The International Oil Companies operating in Nigeria have been shortchanging the country for many years, by underpaying taxes estimated to billions of dollars, and making capital allowances claims without the Certificate of Acceptance of Fixed Assets (CAFA).
This was the revelation made by the Nigerian House of Representatives Committee investigating the Structure and Accountability of the Joint Venture (JV) Business and Production Sharing Contracts (PSCs) at the Wednesday resumed investigative public hearing, probing the remittances of Shell Petroleum Development Company of Nigeria, Total Energies and First E and P others.
Hon. Abubakar Fulata, Chairman of the Committee, in his remark disclosed that most of the accused IOCs may be compelled to make necessary refunds to the government coffers, having made claims of capital allowance from the government without presenting CAFA certificate.
The Committee Chairman particularly mentioned Shell, Chevron, Agip, Total, First Exploration Petroleum Development Company Limited, and Eroton Exploration, and Production Company Limited.
Other companies invited by the Committee are Ten Oil Petroleum and Energy Limited, Staoil Nigeria Limited, Belema Oil Producing Limited, Emo Exploration and Production Limited, and Sterling Oil Exploration and Production.
Hon. Fulata revealed that the taxes paid by the oil companies were not sufficient, adding that FIRS does not rely on the Stock Certificate of Crude Oil and Certificate of Acceptance of Fixed Assets.
According to him, CAFA certificate was the basis for capital allowances claims, while Stock Certificates gave clearer pictures of the volume of crude oil lifted by the oil companies.
He said, “Shell, Total, and First E & P were in violation of Nigerian law for making capital allowances claims without the CAFA certificate”.
The Committee Chairman however disclosed that the oil companies are not only bound by the petroleum profit tax act but do not have the constitutional right to select which laws to obey and disregard.
The committee said it was not only the PT Act they were bound to obey, adding that they had no power to select which law to obey and which one not to obey.

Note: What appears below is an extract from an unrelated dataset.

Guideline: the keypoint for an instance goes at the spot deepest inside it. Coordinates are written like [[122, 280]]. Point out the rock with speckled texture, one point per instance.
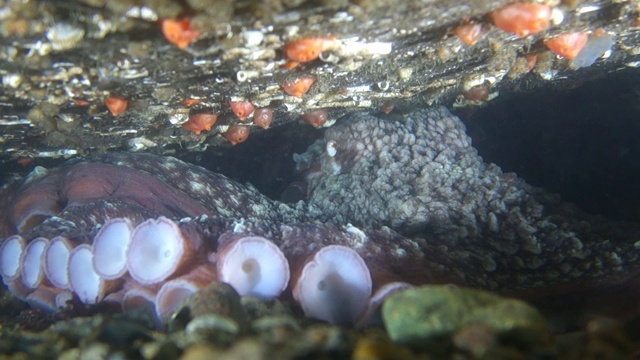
[[430, 315]]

They however insisted that the oil companies, among other things, must present a stock certificate, capital allowance enjoyed, and contributions to NNPC-JV and PSCs Account.

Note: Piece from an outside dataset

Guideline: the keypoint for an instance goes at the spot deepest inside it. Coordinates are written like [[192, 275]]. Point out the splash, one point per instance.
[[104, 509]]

Mr. Bashir Bello, team lead of the Shell delegation, informed the Committee that SPDC had been in operation since 1929 and promised to furnish the committee with the relevant documents being requested with exception of the CAFA certificate.
Other companies indicted by the Committee in their separate submissions and presentations revealed that they have been relying on Petroleum Tax Act to make capital allowance claims.
They further claimed that the CAFA was domiciled with the Ministry of Industry.